Open chenhao10807 opened 6 years ago
I know this issue is really old, but I guess some random guy reading this might be interested as well ...
For each image, the 5 best guesses for classification are considered. For each of those 5 guesses (referred to as top 1, top 2 ... etc.) bounding boxes are generated. The ILSVRC challenge allows 5 guesses, because there are sometimes multiple instances of one object in the image, and it is hard to label all instances correctly by hand (imagine, there are thousands of images. See the paper "ImageNet Large Scale Visual Recognition Challenge, Chapter 4: Evaluation at large scale" for more information). So you might not hit the "right" object with your first guess.

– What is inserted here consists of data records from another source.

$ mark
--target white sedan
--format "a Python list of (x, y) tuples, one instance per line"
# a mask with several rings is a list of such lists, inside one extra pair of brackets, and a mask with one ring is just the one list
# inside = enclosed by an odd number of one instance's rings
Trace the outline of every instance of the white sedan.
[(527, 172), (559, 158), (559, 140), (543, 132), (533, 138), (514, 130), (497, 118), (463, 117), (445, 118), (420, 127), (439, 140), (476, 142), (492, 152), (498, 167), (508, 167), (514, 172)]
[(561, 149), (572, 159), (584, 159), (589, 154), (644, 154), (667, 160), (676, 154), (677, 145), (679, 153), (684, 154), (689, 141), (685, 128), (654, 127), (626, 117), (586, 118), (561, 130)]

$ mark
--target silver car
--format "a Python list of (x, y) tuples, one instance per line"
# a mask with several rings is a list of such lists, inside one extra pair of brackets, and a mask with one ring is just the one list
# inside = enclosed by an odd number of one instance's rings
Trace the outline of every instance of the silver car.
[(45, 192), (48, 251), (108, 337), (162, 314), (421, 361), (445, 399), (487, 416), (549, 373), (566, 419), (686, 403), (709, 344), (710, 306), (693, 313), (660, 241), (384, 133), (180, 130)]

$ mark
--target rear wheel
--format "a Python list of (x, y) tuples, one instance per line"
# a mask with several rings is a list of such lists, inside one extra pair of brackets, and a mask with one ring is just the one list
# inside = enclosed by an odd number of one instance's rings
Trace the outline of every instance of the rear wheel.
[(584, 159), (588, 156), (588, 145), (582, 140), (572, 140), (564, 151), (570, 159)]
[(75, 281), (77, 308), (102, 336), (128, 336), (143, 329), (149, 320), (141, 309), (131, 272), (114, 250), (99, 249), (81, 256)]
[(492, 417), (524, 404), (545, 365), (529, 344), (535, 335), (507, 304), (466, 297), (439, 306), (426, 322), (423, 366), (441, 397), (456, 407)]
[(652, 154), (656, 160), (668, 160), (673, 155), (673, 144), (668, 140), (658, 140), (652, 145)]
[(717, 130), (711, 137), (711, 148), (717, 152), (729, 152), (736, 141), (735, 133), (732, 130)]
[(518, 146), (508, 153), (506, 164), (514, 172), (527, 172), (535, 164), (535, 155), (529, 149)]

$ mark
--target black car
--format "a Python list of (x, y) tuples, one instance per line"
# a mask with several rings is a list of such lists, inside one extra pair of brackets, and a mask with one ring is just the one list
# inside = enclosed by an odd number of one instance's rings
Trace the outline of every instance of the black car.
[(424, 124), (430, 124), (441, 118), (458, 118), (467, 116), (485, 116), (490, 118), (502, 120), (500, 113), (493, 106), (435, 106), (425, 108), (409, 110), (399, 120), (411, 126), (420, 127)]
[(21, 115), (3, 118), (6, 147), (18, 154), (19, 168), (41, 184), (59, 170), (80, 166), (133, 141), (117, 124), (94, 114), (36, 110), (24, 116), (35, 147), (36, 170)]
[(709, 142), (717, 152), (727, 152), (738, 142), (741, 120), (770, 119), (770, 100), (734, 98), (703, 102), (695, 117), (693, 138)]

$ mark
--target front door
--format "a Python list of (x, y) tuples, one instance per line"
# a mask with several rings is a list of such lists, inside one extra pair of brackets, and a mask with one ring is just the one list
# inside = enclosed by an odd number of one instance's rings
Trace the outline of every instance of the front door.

Well, you could try to run the CAM algorithm on an image with multiple classes/objects. But what now? Take the first guess for the first object, the guess with second highest confidence for the second object and so on, hoping for some good results? What about images without objects to localize/classify? Those cases do exist as well. The main problem is that you have no clue how many objects there are in the image. I think this algorithm is not meant to be used for detection.
You could try to use some kind of combination with selective search. Get region proposals by selective search, crop those regions from the image, run this algorithm, create bounding boxes and try to remap them on to the original image. Something like that might work...
Thank you for sharing the code.but can it be used for detection task?